Senator
- In office 21 April 1948 – 6 December 1950
- Constituency: Agricultural Panel

Personal details
- Born: 1 March 1907 County Galway, Ireland
- Died: 20 September 1998 (aged 91)
- Party: Labour Party
- Spouse: Ann Grattan

= Robert Malachy Burke =

Irish activist and politician (1907–1998)

Robert Malachy Burke (1 March 1907 – 20 September 1998) was an Irish Christian socialist, philanthropist and politician. He was born into a landed Church of Ireland family at Ballydugan, Loughrea, County Galway.

He was active (alongside his wife, Ann Grattan of Belfast) in a variety of organisations in the fields of community development, co-operativism, peace activism, religion, and politics. At Toghermore, Tuam (the birthplace of his mother, Ethel Maud Henry), where he came to live following his parents' separation, he established an innovative co-operative farm.

As a Labour Party representative, he sat on Galway County Council, but despite polling strongly in Galway East at a number of elections, he was not elected to the Dáil Éireann.

He was elected to Seanad Éireann in 1948 for the Agricultural Panel, but resigned his seat on 6 December 1950.

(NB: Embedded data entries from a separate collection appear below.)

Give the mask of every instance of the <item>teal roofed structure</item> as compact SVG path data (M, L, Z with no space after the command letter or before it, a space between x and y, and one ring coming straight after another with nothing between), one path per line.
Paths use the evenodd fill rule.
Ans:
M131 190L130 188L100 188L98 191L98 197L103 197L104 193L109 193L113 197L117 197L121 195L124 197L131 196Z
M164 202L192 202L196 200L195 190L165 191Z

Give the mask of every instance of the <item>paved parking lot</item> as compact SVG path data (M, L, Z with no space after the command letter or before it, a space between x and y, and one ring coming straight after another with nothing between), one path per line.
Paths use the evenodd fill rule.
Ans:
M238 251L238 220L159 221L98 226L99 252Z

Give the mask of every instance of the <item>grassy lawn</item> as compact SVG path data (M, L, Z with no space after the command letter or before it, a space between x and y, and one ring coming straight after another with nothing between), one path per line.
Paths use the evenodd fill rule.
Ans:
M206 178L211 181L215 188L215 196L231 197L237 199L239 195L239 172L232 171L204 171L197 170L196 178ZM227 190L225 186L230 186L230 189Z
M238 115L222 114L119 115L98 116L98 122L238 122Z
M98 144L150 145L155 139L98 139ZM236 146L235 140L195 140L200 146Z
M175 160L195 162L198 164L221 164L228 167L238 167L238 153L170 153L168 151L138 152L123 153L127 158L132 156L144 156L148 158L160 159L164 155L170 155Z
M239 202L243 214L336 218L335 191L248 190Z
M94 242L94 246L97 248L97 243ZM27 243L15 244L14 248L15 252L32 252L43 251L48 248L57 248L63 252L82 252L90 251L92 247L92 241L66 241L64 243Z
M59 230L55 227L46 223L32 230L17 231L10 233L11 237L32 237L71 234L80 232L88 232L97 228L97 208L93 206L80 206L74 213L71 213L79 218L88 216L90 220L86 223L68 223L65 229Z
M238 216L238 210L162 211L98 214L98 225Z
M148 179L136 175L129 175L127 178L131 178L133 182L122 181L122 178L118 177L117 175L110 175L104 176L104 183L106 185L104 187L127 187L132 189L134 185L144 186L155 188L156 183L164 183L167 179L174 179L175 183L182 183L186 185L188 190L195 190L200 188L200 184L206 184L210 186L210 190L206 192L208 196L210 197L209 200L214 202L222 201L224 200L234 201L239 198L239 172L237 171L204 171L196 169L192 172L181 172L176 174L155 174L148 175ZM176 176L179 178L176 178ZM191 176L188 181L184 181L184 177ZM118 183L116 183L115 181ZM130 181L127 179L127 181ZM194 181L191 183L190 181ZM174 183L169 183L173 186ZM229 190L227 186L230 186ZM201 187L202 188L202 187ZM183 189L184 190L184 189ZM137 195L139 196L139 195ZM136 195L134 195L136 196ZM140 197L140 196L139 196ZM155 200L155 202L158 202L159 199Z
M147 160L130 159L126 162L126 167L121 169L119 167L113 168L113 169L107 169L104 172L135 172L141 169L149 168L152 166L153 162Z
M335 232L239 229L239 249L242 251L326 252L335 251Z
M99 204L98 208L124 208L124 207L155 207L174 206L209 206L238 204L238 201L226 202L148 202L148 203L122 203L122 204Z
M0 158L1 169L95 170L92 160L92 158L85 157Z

Following the death of his mother, Burke gifted his property to the Irish health authorities for use in the struggle against tuberculosis, and, early in 1951, he took up a position as a development worker with an Anglican charity in Nigeria. Alongside his wife, he worked during the next decades with various agencies in Africa, before the couple retired to Belfast. He died in 1998.

==Sources==
- John Cunningham, 'Bobby Burke: Christian Socialist', in J.A. Claffey (ed.) Glimpses of Tuam since the Famine, Tuam 1997, pp. 239–53.